Winnie Madikizela Mandela has died aged 81. Hailed as the mother of ‘new’ South Africa, Madikizela’s legacy as an anti-apartheid heroine was undone when she was revealed to be a ruthless ideologue prepared to sacrifice laws and lives in pursuit of revolution and redress.
Her uncompromising methods and refusal to forgive contrasted sharply with the reconciliation espoused by her husband Nelson Mandela as he worked to forge a stable, pluralistic democracy from the racial division and oppression of apartheid.

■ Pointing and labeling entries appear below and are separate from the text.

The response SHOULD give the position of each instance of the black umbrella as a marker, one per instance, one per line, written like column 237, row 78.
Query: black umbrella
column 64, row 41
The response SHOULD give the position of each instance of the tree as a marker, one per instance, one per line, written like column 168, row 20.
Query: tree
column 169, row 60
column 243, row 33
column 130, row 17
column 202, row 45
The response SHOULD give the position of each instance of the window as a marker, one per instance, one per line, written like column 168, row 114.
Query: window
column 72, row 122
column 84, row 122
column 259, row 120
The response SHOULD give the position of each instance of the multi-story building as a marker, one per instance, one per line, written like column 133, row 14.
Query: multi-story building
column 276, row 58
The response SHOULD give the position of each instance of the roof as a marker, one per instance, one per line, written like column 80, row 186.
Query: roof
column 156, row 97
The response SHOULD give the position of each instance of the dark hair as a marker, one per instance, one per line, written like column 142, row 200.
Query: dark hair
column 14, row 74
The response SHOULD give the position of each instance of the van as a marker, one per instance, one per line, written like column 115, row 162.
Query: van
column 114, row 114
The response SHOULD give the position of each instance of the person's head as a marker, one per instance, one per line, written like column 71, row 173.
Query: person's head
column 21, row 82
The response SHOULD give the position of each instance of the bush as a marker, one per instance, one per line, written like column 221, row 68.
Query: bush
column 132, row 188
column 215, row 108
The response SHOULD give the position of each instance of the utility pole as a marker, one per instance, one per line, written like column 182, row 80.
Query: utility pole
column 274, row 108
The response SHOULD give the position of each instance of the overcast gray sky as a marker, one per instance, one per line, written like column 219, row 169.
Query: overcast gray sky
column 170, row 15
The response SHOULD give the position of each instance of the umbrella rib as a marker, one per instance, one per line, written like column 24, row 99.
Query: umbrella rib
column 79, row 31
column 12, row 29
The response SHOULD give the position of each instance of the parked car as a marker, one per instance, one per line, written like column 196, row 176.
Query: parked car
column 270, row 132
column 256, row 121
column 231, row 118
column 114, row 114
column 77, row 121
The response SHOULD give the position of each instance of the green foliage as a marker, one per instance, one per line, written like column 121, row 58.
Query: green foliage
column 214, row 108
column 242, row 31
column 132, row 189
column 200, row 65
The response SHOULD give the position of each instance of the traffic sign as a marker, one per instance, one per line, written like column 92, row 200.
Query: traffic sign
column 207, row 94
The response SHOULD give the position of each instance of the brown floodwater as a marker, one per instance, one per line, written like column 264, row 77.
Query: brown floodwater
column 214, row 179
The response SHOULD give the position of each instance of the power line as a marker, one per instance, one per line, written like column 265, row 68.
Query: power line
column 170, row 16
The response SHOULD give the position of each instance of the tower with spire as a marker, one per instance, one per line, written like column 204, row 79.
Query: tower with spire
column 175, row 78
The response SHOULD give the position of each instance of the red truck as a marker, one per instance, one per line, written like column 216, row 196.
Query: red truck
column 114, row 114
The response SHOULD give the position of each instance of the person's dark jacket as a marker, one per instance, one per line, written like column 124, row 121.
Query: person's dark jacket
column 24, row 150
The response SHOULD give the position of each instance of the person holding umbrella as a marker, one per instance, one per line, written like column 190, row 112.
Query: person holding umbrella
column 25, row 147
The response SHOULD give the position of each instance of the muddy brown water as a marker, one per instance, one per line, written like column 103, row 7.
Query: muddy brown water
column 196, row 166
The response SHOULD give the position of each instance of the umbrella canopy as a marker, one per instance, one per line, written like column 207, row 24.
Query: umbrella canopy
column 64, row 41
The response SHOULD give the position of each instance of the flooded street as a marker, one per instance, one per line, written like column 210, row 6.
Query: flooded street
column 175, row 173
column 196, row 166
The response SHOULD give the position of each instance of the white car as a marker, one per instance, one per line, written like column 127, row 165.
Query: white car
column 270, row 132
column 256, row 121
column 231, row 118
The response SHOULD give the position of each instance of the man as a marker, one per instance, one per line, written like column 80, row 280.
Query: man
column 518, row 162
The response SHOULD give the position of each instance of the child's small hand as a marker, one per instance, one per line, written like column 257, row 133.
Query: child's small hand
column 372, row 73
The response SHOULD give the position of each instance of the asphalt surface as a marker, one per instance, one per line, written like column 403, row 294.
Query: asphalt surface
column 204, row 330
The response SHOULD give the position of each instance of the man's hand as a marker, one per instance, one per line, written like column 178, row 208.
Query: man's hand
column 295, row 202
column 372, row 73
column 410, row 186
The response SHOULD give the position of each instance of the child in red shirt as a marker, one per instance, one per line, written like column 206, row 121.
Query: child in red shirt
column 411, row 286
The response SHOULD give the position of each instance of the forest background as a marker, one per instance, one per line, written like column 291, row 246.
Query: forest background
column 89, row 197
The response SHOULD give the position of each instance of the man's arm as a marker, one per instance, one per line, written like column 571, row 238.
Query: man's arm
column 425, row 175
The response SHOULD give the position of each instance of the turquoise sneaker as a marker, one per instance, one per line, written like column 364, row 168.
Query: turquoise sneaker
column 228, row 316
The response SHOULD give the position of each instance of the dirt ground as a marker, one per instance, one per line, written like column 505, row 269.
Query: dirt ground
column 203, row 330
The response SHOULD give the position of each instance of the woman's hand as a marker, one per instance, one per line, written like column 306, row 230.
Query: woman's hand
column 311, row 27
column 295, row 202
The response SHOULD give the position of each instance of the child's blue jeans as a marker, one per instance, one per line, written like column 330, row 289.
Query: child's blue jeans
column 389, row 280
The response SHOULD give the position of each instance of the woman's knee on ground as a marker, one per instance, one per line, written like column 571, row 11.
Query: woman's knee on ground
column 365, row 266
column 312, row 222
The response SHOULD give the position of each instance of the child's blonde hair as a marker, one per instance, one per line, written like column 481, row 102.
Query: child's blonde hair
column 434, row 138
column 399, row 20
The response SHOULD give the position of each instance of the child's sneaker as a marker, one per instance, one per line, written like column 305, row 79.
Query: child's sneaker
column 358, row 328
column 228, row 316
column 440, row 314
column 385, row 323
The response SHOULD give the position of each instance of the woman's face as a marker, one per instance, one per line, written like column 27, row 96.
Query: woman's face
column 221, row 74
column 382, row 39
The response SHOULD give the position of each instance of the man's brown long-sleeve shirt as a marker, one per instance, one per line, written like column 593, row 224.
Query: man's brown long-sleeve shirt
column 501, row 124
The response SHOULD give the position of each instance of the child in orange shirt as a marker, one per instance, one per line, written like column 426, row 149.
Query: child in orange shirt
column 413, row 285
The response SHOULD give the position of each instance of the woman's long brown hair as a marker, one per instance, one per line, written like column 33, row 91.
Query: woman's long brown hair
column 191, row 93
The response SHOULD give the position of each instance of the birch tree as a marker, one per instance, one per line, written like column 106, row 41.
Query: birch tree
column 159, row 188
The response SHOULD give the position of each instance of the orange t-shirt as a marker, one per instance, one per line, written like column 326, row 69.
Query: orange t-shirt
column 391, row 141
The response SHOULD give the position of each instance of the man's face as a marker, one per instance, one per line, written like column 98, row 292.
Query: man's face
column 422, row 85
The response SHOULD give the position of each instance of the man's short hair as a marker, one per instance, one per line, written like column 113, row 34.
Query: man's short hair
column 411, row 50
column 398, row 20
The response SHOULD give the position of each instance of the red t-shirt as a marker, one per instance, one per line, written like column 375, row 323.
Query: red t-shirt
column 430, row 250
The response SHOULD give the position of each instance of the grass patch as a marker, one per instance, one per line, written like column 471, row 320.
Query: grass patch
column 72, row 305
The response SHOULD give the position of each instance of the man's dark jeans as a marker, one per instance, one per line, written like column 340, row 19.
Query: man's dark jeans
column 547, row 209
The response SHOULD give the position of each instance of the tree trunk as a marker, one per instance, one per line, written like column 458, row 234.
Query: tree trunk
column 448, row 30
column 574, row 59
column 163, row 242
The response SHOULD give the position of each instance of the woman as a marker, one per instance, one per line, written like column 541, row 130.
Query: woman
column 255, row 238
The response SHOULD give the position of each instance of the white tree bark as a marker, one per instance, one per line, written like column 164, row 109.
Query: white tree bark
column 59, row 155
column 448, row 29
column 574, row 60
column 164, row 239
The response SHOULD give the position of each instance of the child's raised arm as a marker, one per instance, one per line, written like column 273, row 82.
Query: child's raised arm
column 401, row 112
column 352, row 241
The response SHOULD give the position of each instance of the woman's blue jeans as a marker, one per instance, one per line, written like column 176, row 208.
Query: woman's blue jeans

The contradiction helped kill their marriage and destroyed the esteem in which she was held by many South Africans, although the firebrand activist retained the support of radical black nationalists to the end.
In her twilight years, Madikizela-Mandela, who died on Monday aged 81, had frequent run-ins with authority that further undermined her reputation as a fighter against the white-minority regime that ran Africa’s most advanced economy from 1948 to 1994.
During her husband’s 27-year incarceration, Madikizela-Mandela campaigned tirelessly for his release and for the rights of black South Africans, suffering years of detention, banishment and arrest by the white authorities.
She remained steadfast and unbowed throughout, emerging to punch the air triumphantly in the clenched-fist salute of black power as she walked hand-in-hand with Mandela out of Cape Town’s Victor Vester prison on Feb. 11, 1990.